If you ever get bored of this project and/or just need a new idea, *i think a cool project would be making “Open Source Haptic Actuators”* for things like Game/ VR Controllers, Interactive Art Displays / Playground Games, Sim Gear, etc. As evidenced by this series, and not only the designing experience you earned, but the reliability you are getting out of these components, i think making Imbalanced Weight (PCB?) Motor Plug and Play Modules, “Bump” based linear actuators (maybe some sort of PCB that launches a metal disk/“doughnut” (maybe just a washer?) up a few mm/cm on a pole?, etc. This could lead to really neat HID Gear, VR Controllers, and even be Incorporated into Public Art Displays for Makerfairs and whatnot! Also i have seen, at least once, some sort of playground toy with Load Cell (or Buttons, I don’t remember), speakers and lights in modules, and you would run around and hit/kick them depending on the mode (ghost hunt, ninja dojo, etc) Was a hit crazy of a project, so may even require reaching out and collaborating with someone like James Bruton etc, but that would be one HELL of a project! Either way i think doing stuff like all that, or even just more of the amazing work you have already done will be exciting to see going forward!
What a wonderful design, and an AMAZING MASTERCLASS in the design PROCESS a skilled engineer uses to iterate their project from one version to the next and how to properly test said design before going to market. Id love to have a few of these in my electronics box for projects just incase they're needed, but moneys too tight right now, so I'll just say well done sir!
So talented! Once I establish myself as a Maker I am soo going to hit you up. Your hardware and some of my ideas 💡 ... The applications are endless. Amazing work sir! Please keep sharing!
I think there are applications beyond art. The immediate use case I see is a valve. There are cases where you may want to prevent dust going between two locations, and covering a hole with a flap is one solution.
Take several of the "With hole" ones and stack them. Wire them with alternating polarities and you have a wildly useful device... Like tiny self-opening/closing curtain hangers for a tiny window, or if you put some thin, pleated fabric between each one, you can have a bellows without a piston and associated rubbing/sealing.
Hey Carl, look into the flex PCB i-beam effect. If you put traces directly over each other on the top and bottom layer, it creates more stress in the copper than if the traces were offset.

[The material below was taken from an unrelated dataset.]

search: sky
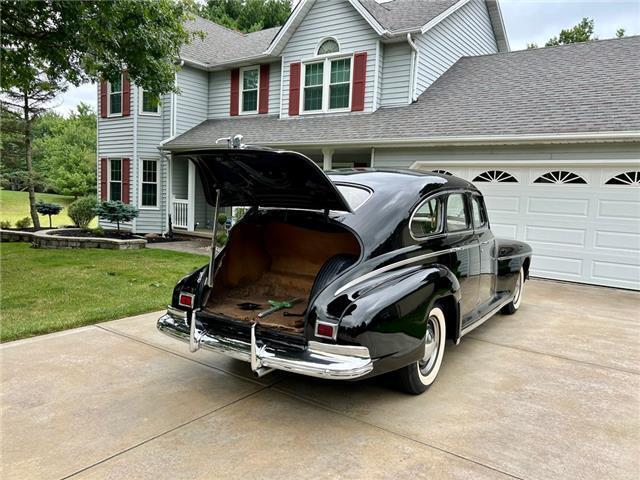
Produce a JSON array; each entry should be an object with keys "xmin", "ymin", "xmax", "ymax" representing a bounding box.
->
[{"xmin": 53, "ymin": 0, "xmax": 640, "ymax": 115}]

While a bit more on the art side, the stability of those two-arm actuators would probably do a good job of showing how a DLP chip works at a macro scale (just need to put some aluminium tape on the reverse to act as a lightweight mirror)
Perfect test system for light weight flexible couplings. Valves for very low air pressures. Someone somewhere is looking for this to fit an application.
Do you think it would work for moving air? Mounting on a heat sink? How much power does it use compared to a fan? Really cool little thing. I can think of so many interesting ways of using this.
To reach the best design for the arms you could use optimization algorithms that minimize the mass while also minimizing the bending natural frequency and max mises stress in the arms and maximizes the twisting natural frequencies.
During your long term durability testing it might not be a terrible idea to also do a frequency sweep. That would cover any faster wear with specific frequencies. Just an idea. I'm not even and engineer, so do what you will with that info
Another application I can think of, is automatic playing of a wind instrument like a saxophone, clarinet, oboe, etc. The way those actuators move would be perfect to close and open the holes on the windpipe of a wind instrument.